Paraneoplastic cerebellar degeneration as initial presentation of renal cell carcinoma

Background

Paraneoplastic cerebellar degeneration is usually associated with gynecological and breast cancer, lung cancer, and Hodgkin’s lymphoma. Renal cell carcinoma has rarely been described as an underlying malignancy in these cases.

Case presentation

We report the case of a 75 year-old woman who develop cerebellar ataxia following a respiratory viral infection. During investigation, around 1 year afterward, she noticed constitutional symptoms suggestive of malignancy. Renal carcinoma was found and the hypothesis of paraneoplastic cerebellar degeneration was considered.

Conclusions

As no specific antineuronal antibodies have been described in the setting of renal cell carcinoma, paraneoplastic cerebellar degeneration should be considered when the tumor is detected and other causes are excluded. Immunotherapy should be prescribed as soon as possible.

Paraneoplastic cerebellar degeneration belongs to a group of neurologic syndromes in which symptoms are indirectly caused by an underlying malignancy. Cerebellar signs and symptoms are not related to a metastatic disorder; instead, the mechanism of injury is autoimmune [1]. It can be secondary to any cancer, although the most common are gynecological and breast cancer, lung cancer, and Hodgkin’s lymphoma [2]. The neurologic symptoms may precede the diagnosis of cancer by several years [3]. Hens et al., for example, reported a paraneoplastic cerebellar syndrome that began 6 years previous to the detection of a renal cell carcinoma [2].

A 75-year-old female, with a past medical history of hypertension, developed progressive cerebellar ataxia a week after a respiratory viral infection. She reported dysarthria and gait unsteadiness. Her symptoms worsened for about 2 weeks and then remained stable. She was admitted to our service 1 year after symptoms onset, and she had been previously diagnosed with parainfectious cerebellar ataxia. She also reported a 6-month history of daily nausea and vomiting, weight loss of 66 pounds, and distal four limbs paresthesias.

Neurological examination revealed severe dysarthria, bilateral horizontal nystagmus, pronounced ataxia, and bilateral dysdiadochokinesia. Although she was unable to stand or walk unattended, there was no muscle weakness. She had generalized hypotonia. Deep tendon reflexes were normal in the upper limbs, and absent in the lower limbs. There was distal pinprick hypoesthesia in both upper and lower limbs, with reduced proprioception and vibration sense in the lower limbs. Cognition was preserved and there were no mood complaints. The patient denied bowel and bladder dysfunction. Blood exams were unremarkable. Electromyography revealed four limbs severe axonal sensitive polyneuropathy, with mild motor involvement. She was prescribed high-dose intravenous methylprednisolone 1 g qd for 3 days based on the hypothesis of an auto-immune condition, but there was no clinical improvement. Serological screening was requested and included protein electrophoresis, anti-tissue transglutaminase IgG and IgA, anti-gliadin IgA, IgG, IgM, and anti-GAD and the results were non-reactive. Paraneoplastic antibodies panel, which was also negative, comprised anti-HU, anti-YO, anti-RI, anti-amphiphysin, anti-CV2, anti-MA2, anti-MGT30, AGNA and anti-recoverin. Lumbar puncture was performed 1 year after symptoms onset, and spinal fluid analysis showed 4 cells, protein of 28 mg/dL and glucose of 70 mg/dL. Brain MRI (Fig. 1a) displayed cerebellar atrophy whereas the cerebral cortex had no abnormalities. Further tests were requested to evaluate the frequent vomiting, which persisted during the entire period of hospital stay.

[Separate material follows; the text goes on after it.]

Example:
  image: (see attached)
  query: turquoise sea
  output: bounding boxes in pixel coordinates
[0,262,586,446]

Abdominal MRI (Fig. 1b) showed a right exophytic heterogeneous renal mass. Radiology determined that it was category III in the Bosniak Classification for complex renal cysts, suggesting a high risk of malignancy [4]. The tumor was subsequently resected, and the histopathologic analysis revealed a clear cell renal carcinoma (Fig. 1c and d). The lesion had a cystic greater than nodular component, which is atypical. Predominantly cystic lesions suggest fast-growing tumors [5].

a Sagittal T1-weighted brain MRI with cerebellar atrophy. b Axial T2- weighted abdominal MRI with oval exophytic hypodense mass, with blood content, and focal parietal thickening area of nodular aspect (white arrow), measuring 1.6 X1.1 cm. c and d Renal cell carcinoma (black arrow in d), clear cell variant, grade 2 Fuhrman nuclear, predominantly cystic, encapsulated. The neoplasm does not invade the renal capsule. No vascular invasion was observed. (c: 40x/0.65 HE. d: 4x/0.1 HE)

Full size image

On 6-month follow up after tumor extraction, there was complete resolution of gastrointestinal symptoms, and partial dysarthria improvement. Ataxia, however, remained stable. The patient was referred to the Movement Disorders Outpatient Clinic. There were no further therapeutic interventions after hospital discharge.

The patient herein described had paraneoplastic cerebellar degeneration as the first manifestation of a renal carcinoma, which is a very unusual association. Although there was an infection preceding symptom onset, gastrointestinal symptoms and significant weight loss made the diagnosis of post-viral cerebellar syndrome less likely.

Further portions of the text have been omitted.